The opposite also applies. When relatively unheralded Internationals Tim Clark and Nick O’Hern go out today against Mickelson/DiMarco, all the pressure will be on Uncle Sam’s duo.

• Best friends — Over the years, closest friend have recorded mixed returns in team events. Europeans Mark James and Sam Torrance were best mates but horrid partners.

“We were too close,” Torrance said at the 2002 Ryder Cup. “I would rather have hurled myself under a lorry than put ‘Jesse’ in a position to be a goat. There’s pressure enough at a Ryder Cup without that.’

Couples and Davis Love III are 6-4-1 in Presidents/Ryder Cup play but have played less together in recent years. And at last year’s Ryder Cup, European boss Bernhard Langer split chums Lee Westwood and Darren Clarke for half of their matches, using the confidence they gained playing alongside each other to infuse new partners with positive energy.

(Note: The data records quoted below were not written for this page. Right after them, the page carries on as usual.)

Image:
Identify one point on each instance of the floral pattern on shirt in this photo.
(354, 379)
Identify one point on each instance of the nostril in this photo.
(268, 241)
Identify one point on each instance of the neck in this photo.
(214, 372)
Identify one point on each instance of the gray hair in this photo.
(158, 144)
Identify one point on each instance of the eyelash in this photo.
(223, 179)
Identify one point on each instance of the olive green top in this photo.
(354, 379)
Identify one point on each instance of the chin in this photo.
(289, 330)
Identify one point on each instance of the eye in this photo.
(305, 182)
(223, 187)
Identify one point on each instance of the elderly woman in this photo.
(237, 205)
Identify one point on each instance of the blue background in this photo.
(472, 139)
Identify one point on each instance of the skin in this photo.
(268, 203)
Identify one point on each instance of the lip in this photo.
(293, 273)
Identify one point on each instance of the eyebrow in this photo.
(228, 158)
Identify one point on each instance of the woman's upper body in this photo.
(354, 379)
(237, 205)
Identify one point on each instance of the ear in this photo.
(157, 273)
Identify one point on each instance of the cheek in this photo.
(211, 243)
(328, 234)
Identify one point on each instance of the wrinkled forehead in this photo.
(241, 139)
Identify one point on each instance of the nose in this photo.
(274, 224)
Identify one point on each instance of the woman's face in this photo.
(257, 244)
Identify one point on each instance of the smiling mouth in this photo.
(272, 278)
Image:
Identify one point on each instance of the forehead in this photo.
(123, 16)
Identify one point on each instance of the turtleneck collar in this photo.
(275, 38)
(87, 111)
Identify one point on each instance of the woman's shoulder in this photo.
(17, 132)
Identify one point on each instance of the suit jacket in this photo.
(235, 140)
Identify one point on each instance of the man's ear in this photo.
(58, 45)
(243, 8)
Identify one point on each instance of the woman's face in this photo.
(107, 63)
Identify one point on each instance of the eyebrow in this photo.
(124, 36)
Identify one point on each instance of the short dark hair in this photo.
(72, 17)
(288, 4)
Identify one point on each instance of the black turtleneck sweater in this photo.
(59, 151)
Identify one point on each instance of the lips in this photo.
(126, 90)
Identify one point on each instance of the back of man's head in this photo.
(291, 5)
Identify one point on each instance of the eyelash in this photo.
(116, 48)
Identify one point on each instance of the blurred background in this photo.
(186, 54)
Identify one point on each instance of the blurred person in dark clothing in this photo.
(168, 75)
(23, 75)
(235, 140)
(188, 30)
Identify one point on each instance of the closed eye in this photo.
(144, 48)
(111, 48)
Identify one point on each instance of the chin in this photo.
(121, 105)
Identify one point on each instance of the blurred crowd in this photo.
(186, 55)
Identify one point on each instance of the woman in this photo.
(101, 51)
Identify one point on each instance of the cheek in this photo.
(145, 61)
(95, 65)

• Same ball — Since pairings can use only one brand of ball in the foursomes, combining guys who play the same kind of rock is preferable, if possible.

“I’m pretty easy in that regard,” Couples said. “When I play with Davis, we’ve always used a Titleist. When I play with Tiger, we use a Nike. I’ve been a Maxfli guy all my life, but I’ll play whatever in these things.”

In the final analysis, however, a captain can only do so much. Neither Nicklaus nor Player will strike a single shot this week. And even if their pairings are perfectly contrived, the players will be responsible for the results.

“Golf isn’t played on paper. It’s played on grass,” Player said. “You can play great with the perfect partner and get thumped and play poorly with an ill-fit and win by a tidy margin. That’s why this is the most intriguing of games. Golf is a puzzle without a solution.”